Damned Souls takes place in Spain right before the July, 1936 outbreak of the Spanish Civil War. Dimov spent considerable time in Spain between 1939-1946. I came across his name in Juan Eduardo Zúñiga’s La tierra será un paraíso (The Earth Will Be a Paradise). In that story he is working in a veterinary lab with Zúñiga and they find themselves planning to help Republican refuges to return to Madrid via clandestine methods. It comes to nothing, as does so much in Zúñiga’s post war Madrid, but what is evident is his deep admiration for Dimov.
At it’s core, Damned Souls is a debate between conservative religion and an open, an in some ways ideal, worker centered society.
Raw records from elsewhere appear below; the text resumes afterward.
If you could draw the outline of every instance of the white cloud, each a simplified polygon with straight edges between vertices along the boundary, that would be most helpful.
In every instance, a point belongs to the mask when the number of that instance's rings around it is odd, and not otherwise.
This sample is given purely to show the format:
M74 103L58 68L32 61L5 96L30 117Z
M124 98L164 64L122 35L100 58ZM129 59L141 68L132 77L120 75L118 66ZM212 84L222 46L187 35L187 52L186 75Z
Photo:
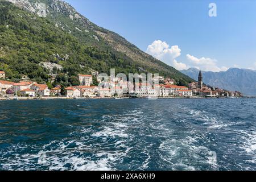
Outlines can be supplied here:
M256 70L256 62L255 62L251 67L248 68L248 69Z
M194 67L204 71L212 71L218 72L226 71L228 68L217 66L217 61L211 58L197 58L189 54L187 55L187 59L189 65L178 62L176 59L180 56L181 50L178 46L170 46L162 40L155 40L147 47L146 52L155 58L162 61L178 70L187 69L190 67ZM255 66L256 68L256 66Z
M204 71L212 71L218 72L220 71L226 71L228 68L225 67L218 67L217 65L217 61L216 59L211 58L197 58L189 54L187 55L187 59L191 62L193 67L199 67L200 69Z
M177 69L185 69L189 67L184 63L179 63L175 59L181 55L181 50L178 46L170 46L165 42L155 40L147 47L146 52Z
It was the crux of the Spanish Civil war, so the novel fits within that context. As a novel, though, Damned Souls has to make that case as forcefully as it can. Or at least, that is what Dimov tries to do. It makes for occasionally overwrought moments. At its best, Dimov captures the frustrations of his characters. The first third describes the harrowing drug addiction of Fanny, an English woman, who falls in love a reactionary Jesuit priest. The desperation and the lengths she goes to get her fix are some of the best writing of the book. He really captures the sad determination of an addict.
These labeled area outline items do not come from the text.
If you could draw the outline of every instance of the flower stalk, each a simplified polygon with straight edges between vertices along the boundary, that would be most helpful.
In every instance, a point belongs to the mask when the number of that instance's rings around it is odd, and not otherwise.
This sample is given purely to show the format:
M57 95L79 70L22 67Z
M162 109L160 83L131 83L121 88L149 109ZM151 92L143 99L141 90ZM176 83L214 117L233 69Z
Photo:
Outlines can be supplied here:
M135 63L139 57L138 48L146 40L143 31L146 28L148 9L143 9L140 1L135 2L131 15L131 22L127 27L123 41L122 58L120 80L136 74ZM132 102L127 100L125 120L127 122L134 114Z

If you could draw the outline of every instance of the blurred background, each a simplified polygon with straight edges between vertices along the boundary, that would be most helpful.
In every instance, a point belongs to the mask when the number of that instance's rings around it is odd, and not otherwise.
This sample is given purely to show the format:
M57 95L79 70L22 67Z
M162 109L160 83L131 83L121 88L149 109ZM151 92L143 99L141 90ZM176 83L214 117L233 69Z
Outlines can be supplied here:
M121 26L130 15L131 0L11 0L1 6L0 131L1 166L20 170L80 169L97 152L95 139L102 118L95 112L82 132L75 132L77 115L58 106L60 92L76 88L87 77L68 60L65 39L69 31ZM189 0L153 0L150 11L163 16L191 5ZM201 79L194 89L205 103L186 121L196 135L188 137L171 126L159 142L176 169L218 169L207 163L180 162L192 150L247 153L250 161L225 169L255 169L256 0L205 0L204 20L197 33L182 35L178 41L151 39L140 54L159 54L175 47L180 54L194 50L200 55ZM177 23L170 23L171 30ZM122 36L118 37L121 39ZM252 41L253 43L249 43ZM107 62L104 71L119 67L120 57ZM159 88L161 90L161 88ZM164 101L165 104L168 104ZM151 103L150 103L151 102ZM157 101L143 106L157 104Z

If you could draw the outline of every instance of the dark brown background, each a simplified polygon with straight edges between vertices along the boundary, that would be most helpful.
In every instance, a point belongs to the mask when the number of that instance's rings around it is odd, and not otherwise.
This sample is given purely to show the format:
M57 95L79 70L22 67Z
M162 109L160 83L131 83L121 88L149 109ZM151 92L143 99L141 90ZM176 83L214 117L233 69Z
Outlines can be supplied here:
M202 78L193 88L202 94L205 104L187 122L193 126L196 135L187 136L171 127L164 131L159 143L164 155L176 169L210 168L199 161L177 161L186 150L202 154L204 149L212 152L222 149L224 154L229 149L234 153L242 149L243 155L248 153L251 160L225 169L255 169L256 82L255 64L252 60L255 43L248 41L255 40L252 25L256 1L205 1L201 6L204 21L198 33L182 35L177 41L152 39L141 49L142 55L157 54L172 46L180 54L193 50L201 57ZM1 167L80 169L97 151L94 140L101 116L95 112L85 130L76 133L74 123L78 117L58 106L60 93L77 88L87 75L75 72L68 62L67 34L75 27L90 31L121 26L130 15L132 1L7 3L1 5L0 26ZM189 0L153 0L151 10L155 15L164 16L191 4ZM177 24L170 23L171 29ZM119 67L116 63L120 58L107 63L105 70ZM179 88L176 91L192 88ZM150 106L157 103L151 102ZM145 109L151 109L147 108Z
The rest of the book takes place in the months before the war. Fanny, at that point not an addict, is the stereotypical upper class floater, more interested in having a good time than anything else. In a chance encounter she meets a Jesuit priest and falls in love with him. She begins following him around Spain, trying to get in his good graces. Finally, she lands at small town in northern Spain where he has set up a typhus hospital. He won’t accept her help, so she sets up a rival hospital. Next to it. As the outbreak spreads and more and more of the pueblo’s poor die futile deaths, it comes out that all the priest cares about is taking her money and reestablishing the Spanish empire. It’s that last bit that seems cartoonish, as if he could do it. Or perhaps it’s just the delusion that was at the back of Franco’s supporters. Because the arguments are so distant, it is hard to see them as real, even if they are the same ones in Doña Perfecta. Whatever the case, the descent of the hospital into disease is horrific, and, again, shows Dimov’s skill as a writer.
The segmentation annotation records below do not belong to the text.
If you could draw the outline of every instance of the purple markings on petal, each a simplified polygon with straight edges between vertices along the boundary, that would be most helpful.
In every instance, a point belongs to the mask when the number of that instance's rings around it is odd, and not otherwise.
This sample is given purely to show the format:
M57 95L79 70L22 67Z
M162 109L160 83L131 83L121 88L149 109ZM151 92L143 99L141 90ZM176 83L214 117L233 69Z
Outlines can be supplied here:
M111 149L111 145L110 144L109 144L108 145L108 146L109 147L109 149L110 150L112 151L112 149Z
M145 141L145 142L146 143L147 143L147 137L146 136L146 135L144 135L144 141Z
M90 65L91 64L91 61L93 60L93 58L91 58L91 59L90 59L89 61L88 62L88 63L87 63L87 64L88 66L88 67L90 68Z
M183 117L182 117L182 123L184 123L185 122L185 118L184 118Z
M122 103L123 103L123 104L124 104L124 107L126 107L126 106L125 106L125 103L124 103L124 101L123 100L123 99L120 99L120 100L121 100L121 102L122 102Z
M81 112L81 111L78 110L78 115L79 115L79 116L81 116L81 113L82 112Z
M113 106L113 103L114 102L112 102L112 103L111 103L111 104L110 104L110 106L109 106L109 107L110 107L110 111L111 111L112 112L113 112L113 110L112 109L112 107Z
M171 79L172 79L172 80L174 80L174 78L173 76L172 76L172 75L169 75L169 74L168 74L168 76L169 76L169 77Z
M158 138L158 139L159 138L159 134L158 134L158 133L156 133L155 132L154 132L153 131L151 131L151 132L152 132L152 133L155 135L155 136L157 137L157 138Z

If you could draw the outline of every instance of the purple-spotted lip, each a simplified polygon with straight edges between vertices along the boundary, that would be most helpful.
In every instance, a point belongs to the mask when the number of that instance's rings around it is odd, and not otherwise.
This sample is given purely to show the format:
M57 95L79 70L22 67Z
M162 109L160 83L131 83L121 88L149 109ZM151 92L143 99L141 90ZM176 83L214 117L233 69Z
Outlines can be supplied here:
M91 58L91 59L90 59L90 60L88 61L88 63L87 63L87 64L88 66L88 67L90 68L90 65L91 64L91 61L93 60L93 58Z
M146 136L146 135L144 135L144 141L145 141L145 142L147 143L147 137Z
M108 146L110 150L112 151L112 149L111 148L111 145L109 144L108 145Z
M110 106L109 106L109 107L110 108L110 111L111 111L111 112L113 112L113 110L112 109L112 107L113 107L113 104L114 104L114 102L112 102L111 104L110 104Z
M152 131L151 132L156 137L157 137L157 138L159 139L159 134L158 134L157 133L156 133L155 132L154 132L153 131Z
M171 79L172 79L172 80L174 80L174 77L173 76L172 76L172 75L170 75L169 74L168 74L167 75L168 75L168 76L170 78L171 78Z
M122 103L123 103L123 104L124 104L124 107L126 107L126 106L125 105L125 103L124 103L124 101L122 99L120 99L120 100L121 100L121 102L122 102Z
Ultimately, it is the Republican forces who take the camp over, and in a day remedy all the problems, delousing and burning all infect materials. It’s as if the old system was incapable, even when it tries to use modern methods, is incapable of helping the people. Dimov avoids any discussions of Republican politics, other than trad unions, but there is an undercurrent here that without knowing his work better, is hard to decide which way he is going. Is this socialist realism, or just an over exuberant anti-fascist? That aside, the debates are still present and would not feel as heavy handed if, and this is perhaps the biggest issue with the book, Dimov didn’t continually throw around generalizations, usually in the form, the Spanish are a nation of fill in the blank.
Despite it’s flaws, Damned Souls is well written and should be read, not as a book about Spain, but as one author’s reaction to Spain and the Civil War.